Les musées sont-ils toujours certains des origines des œuvres exposées ?

L'une des oeuvres les plus connues de Félicien Rops: "Pornocratès".
L'une des oeuvres les plus connues de Félicien Rops: "Pornocratès". - © museerops.be

Il y a quelques semaines, la Bibliothèque royale de Belgique a appris qu'elle détenait une œuvre de Félicien Rops volée par les Nazis durant la deuxième guerre mondiale. Le musée va devoir restituer le tableau à la famille spoliée ou alors l'acheter une seconde fois.

La plus grande collection d'œuvres de Rops se trouve à Namur, au Musée provincial Félicien Rops. D’où cette question : l'origine de ces œuvres est-elle sûre ?

L'essentiel des œuvres exposées au Musée Rops provient d'une donation faite par le Comte Visart de Bocarmé en 1962. Mais remonter plus loin dans le temps est très difficile, explique Véronique Carpiaux, la conservatrice. "On suppose ici au Musée Rops que, pour le moment en tout cas, aucune œuvre n’a été identifiée comme ayant été spoliée à des familles juives. Evidemment, beaucoup d’œuvres n’ont pas non plus nécessairement de pédigrée.
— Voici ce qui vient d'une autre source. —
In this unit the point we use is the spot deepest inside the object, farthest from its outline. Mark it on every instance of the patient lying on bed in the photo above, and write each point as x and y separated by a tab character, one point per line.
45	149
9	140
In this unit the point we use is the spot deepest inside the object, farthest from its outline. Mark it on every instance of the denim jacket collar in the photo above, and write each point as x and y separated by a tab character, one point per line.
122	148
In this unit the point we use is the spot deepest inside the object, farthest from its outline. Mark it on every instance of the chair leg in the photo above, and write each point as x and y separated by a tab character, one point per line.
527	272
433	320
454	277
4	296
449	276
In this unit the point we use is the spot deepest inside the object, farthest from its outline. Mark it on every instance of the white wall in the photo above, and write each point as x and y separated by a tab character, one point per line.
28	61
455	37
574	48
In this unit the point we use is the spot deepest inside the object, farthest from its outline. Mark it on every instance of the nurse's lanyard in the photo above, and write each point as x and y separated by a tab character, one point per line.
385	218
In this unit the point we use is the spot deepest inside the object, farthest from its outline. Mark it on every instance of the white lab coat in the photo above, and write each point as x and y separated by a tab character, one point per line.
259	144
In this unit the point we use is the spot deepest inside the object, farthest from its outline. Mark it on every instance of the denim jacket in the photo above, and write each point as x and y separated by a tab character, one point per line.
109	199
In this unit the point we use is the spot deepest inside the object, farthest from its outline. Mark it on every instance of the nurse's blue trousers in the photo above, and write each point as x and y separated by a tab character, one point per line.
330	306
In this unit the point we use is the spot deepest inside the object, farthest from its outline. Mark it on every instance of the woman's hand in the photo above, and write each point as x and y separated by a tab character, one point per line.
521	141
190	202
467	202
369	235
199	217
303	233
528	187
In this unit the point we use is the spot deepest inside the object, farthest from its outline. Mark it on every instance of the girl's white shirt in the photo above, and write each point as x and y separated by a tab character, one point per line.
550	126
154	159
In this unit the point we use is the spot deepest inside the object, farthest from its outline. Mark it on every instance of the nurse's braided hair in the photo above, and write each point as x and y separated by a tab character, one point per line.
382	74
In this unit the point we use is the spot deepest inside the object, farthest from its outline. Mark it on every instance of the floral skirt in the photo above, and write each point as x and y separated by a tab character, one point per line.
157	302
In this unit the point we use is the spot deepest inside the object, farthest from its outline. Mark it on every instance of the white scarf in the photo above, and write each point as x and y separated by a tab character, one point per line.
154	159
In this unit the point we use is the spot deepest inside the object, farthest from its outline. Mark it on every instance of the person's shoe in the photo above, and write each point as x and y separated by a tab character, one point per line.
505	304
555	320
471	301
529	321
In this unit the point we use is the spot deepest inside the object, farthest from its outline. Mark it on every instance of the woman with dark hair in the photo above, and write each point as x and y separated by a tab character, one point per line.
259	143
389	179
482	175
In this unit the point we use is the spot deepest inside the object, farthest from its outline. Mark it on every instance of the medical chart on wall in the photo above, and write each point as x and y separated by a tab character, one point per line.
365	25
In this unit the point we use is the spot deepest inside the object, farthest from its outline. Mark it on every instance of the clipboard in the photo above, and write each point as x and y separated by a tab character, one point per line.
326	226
On peut remonter dans le temps, mais bien souvent pas plus que les années 70."

Ce sont des catalogues de vente de l'époque nazie qui mettent parfois des historiens de l'Art sur la piste d'une œuvre spoliée.

Paradoxalement, avec Félicien Rops, les premières années d'une œuvre sont parfois plus faciles à retracer, grâce à la correspondance du peintre lui-même. "C’est le cas de ses grands chefs d’œuvre : "La Saisie", "Le Scandale" ou encore "Pornocratès". Il en parle avec un ami marchand, Maurice Bonvoisin. Grâce à cela, on sait qu’une des œuvres est restée en Belgique ; une autre est partie aux USA et la troisième par exemple, vient de Londres."

Félicien Rops est décédé en 1898. Au 20ème siècle, les deux guerres mondiales ont créé de vastes zones d'ombre ; la traçabilité des œuvres s'est estompée. Aucun musée n'est à l'abri d'une mauvaise surprise.